In my school, there are only two or three other non-binary students, and I’m the only one who plans on transitioning to some degree. At school, I get a lot of dirty looks in the restroom. Even other LGBTQ people tell me that my identity is made up or that my identity is a mental disorder. People tell me that my identity as a trans person isn’t valid because I was assigned female at birth and still sometimes wear dresses and makeup (even though these same people vehemently claim that clothes and makeup are genderless). People have even told me to kill myself.
Gender-neutral restrooms are so important to affirming non-binary and gender non-conforming identities. Having a gender-neutral restroom not only gives me access to a restroom that I feel comfortable in, but it also gives this to intersex people and to other people who might need a gender-neutral alternative.
Despite their importance, my school has yet to incorporate gender-neutral restrooms. Creating change is difficult, especially when you're part of only a handful of non-binary student activists. Moreover, students are often limited by schoolwork, transportation, the strength or presence of their GSAs, and other limitations such as mental health or physical ability. But our needs are no less real, and we need allies to help us do this necessary work.

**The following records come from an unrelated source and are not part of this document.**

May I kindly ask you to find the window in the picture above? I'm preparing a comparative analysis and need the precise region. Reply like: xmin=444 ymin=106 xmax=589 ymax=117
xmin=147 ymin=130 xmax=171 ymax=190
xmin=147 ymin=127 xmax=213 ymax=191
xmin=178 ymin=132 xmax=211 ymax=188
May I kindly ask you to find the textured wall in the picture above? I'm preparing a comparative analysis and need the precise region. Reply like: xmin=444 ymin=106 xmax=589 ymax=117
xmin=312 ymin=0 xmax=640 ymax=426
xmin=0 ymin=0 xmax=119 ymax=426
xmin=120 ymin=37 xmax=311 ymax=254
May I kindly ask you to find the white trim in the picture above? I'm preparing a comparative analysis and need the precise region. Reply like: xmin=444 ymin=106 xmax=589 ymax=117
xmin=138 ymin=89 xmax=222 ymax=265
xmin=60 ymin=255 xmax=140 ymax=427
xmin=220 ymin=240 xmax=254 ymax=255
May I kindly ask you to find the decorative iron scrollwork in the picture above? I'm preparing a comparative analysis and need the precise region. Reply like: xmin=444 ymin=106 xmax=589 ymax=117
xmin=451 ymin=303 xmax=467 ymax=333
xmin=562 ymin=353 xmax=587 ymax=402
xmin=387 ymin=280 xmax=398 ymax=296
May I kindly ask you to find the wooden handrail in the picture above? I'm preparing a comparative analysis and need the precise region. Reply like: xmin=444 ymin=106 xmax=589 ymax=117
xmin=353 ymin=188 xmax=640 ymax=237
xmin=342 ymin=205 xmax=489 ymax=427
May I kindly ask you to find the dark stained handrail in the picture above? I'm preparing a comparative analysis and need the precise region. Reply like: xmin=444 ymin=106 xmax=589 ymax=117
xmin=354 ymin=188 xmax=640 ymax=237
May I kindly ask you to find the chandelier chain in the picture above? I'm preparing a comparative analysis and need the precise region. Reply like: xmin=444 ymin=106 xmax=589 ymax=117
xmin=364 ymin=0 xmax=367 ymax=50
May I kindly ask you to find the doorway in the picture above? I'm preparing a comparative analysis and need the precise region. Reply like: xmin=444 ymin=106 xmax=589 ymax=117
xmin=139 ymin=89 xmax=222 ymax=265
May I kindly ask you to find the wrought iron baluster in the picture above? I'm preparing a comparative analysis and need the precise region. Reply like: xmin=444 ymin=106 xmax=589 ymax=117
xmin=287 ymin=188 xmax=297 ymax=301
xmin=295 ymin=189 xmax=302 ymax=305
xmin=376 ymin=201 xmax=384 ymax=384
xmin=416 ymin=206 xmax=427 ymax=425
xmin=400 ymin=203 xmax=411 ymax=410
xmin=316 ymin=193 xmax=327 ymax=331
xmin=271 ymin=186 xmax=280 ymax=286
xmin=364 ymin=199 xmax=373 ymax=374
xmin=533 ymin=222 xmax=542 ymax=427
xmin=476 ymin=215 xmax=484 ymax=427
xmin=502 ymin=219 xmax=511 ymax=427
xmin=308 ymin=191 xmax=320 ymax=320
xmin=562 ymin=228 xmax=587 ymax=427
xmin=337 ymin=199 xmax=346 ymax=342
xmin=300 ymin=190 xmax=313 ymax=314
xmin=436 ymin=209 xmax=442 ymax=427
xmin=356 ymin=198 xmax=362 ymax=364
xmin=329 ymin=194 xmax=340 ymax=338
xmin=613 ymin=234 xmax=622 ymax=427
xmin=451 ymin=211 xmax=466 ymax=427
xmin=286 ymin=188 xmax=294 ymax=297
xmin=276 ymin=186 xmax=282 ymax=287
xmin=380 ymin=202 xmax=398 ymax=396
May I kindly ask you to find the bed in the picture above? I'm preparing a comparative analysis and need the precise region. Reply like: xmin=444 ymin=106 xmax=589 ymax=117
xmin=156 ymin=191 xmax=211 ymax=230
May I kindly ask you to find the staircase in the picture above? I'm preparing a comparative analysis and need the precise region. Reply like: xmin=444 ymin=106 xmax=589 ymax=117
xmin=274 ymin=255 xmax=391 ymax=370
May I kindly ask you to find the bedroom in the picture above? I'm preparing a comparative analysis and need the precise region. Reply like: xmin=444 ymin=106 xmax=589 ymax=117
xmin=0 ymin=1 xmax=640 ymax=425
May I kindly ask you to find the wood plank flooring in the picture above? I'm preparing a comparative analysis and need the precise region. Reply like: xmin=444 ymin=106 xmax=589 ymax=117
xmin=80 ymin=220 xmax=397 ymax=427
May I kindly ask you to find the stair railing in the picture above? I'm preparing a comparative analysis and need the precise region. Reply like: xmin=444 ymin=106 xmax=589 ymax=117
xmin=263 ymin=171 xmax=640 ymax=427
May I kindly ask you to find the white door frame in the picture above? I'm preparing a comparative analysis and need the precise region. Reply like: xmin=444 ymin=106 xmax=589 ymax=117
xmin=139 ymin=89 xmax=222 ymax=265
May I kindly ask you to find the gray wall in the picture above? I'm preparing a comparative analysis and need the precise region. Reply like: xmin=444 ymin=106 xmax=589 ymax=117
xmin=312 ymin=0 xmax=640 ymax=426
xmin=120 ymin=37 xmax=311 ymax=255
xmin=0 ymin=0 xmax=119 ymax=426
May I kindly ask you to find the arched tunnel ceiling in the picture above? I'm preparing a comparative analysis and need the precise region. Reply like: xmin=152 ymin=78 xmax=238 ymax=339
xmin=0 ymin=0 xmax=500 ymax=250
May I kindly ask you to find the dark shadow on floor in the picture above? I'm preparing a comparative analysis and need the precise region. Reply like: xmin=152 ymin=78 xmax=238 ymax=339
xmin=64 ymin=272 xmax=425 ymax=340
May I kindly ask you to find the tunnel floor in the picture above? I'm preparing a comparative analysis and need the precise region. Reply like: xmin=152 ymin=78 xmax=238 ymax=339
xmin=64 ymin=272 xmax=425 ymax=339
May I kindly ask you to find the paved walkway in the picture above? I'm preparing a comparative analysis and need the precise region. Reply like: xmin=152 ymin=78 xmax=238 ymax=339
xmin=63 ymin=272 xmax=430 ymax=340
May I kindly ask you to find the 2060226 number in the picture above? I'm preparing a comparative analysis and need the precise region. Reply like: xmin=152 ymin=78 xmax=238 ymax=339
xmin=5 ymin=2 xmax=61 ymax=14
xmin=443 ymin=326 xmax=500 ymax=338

This Trans Awareness Week, only days after an election that put the rights of transgender and gender-nonconforming students at risk, I call upon schools and other public places to remember non-binary people like me. Making restrooms trans-accessible means not only allowing binary trans students to use the restroom that corresponds with their gender identity, but also providing an alternative for those who identify outside the gender binary.
Resources like nonbinary.org, GLSEN’s guide on being an ally to transgender and gender non-conforming students, and GLSEN’s model district policy on transgender and gender non-conforming students are great places to start when thinking about how you can help make schools safer and more affirming, including with truly inclusive restrooms.
Keress Weidner is a member of GLSEN’s National Student Council and lives in Ohio, the home state of Leelah Alcorn, who would've been nineteen on November 15. Her death sparked nationwide mourning in the trans community and led to the criminalization of conversion therapy in Cincinnati.